血色も戻り、その目には生気が宿っている。妖怪の呪縛から解かれた解放感が、言葉の端々からにじみ出ていた。
「山名のおっさん、ちっと枕が柔らかすぎだぜ」
ぼりぼりと頭をかきながらぼやく又兵衛。
「こら、又兵衛!」
すかさず善助の鋭い突っ込みが飛ぶ。まるで姉のようだ。
「そうですか? 私は少し硬いと思いましたが」
静かに意見を述べる全登。その真面目な口調に、場が思わず和む。
「はっはっは! 枕の好みは人それぞれ故、どうか御容赦くだされ。」
大らかに笑い飛ばす祐豊。他愛のない会話を挟みつつ、皆も自然と肩の力を抜いて腰を下ろしていく。
「全登。お前、南蛮の枕と比べてねえ?」
「そうですが、何か?」
「あれはそもそも置く場所が違ってだな……」
桜の背後では、すでに好みの枕論争が繰り広げられている。
「昨日の妖怪討伐、まことにお見事でございました! この丹波において、未来永劫語り継がれることでしょうな!」
妙に張り切った声色に、桜は思わず眉をひそめた。やけにテンションが高い。
「え、うん……。領民のみんなも一緒に戦ってくれたんだよ」
「そうでございました、そうでございました! 協力してくれた皆もまた、大いにねぎらわねばなりませぬな!」
「そうしてあげてね。」
にっこり笑う桜の言葉に祐豊は深くうなずき、手を打つように声を弾ませた。
「そうだ! 実はこの丹波には、古くから有名な温泉街がございましてな。播磨へお戻りになる前に、ぜひお立ち寄りくだされ! 旅の疲れもきっと癒えましょうぞ!」
「そうか、ここには温泉街が……」
ふと遠い目をしてつぶやく桜。その声音には、どこか懐かしさが混じっていた。
冷静を装う善助の目もどこか輝いている。
「殿、せっかくですし、立ち寄りましょう。みなの疲れも癒せます。」
「……うん! 行こう!」
その瞬間、隣で腕を組んでいた友信が鼻をひくつかせ、ガバリと顔を上げた。
「んほおーー!」
温泉街と聞いただけで、そこに漂うであろう酒の香りを敏感に嗅ぎ取ったらしい。
善助が額に手をあてて、呆れたようにため息をつく。
「酒はほどほどだぞ、友信。また腹踊りなど始められてはかなわん。」
「……んほお……」
妙に抑えきれない声を漏らしながら、友信は肩を揺らした。
朝日がゆっくりと昇り、温泉街の屋根瓦をやわらかな光が照らし出す。遠くで鶏の鳴き声が聞こえ、川のせせらぎが静かに響いていた。
「おおー!」
温泉街に到着した一行から、思わず感嘆の声が漏れる。その声は早朝の澄んだ空気の中に、爽やかに溶け込んでいった。

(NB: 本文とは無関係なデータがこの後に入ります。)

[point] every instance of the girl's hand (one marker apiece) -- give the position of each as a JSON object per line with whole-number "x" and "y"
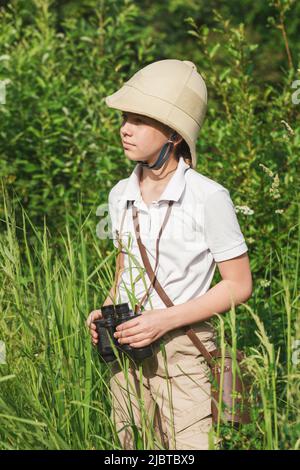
{"x": 143, "y": 330}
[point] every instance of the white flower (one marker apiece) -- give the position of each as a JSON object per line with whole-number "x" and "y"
{"x": 244, "y": 210}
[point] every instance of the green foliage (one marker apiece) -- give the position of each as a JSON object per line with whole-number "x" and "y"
{"x": 60, "y": 155}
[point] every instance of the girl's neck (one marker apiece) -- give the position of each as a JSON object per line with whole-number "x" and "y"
{"x": 150, "y": 177}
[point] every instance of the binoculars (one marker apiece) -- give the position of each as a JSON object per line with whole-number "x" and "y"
{"x": 112, "y": 316}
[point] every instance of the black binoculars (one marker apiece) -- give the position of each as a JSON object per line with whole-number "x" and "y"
{"x": 112, "y": 316}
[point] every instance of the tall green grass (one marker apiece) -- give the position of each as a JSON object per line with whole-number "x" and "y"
{"x": 54, "y": 391}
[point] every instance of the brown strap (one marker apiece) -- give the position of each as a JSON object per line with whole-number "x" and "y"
{"x": 119, "y": 253}
{"x": 167, "y": 301}
{"x": 137, "y": 307}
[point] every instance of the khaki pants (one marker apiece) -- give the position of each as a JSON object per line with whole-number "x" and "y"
{"x": 176, "y": 397}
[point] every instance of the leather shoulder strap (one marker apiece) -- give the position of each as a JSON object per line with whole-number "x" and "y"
{"x": 161, "y": 292}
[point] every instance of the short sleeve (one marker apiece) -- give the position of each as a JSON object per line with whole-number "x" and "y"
{"x": 221, "y": 227}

川沿いには、風に揺れる柳の木がずらりと並び、その合間に風情ある石灯籠がぽつぽつと配置されている。道の両側には、古風な木造の宿や、趣ある店が軒を連ねていた。
どこか懐かしさを感じるその風景に、一行は思わず立ち止まり、深く息を吸い込んだ。湯けむりがところどころから立ち昇り、朝の光と混ざり合って、幻想的な空気を作り出していた。
「ふわふわの温泉饅頭だよー!」
「あつあつの温泉卵はいかがー!」
あちこちから店主たちの元気の良い呼びかけが聞こえる。朝早くから活気に満ちており、町全体が目を覚ましていく様子が心地よい。
あらゆる誘惑が並ぶ通りを前にして、お菓子、小物、酒……それぞれの興味を引く品に目を奪われた5人は、まるで子どものように目を輝かせて駆け出していった。善助は真剣な目で湯のみを吟味し、友信は地酒の棚を前に腕を組んで唸っている。全登は繊細な細工のアクセサリーに目を細め、桜はきらびやかな布を手に取ってはうっとりと眺めた。そして又兵衛は……木刀売り場でテンションが最高潮に達していた。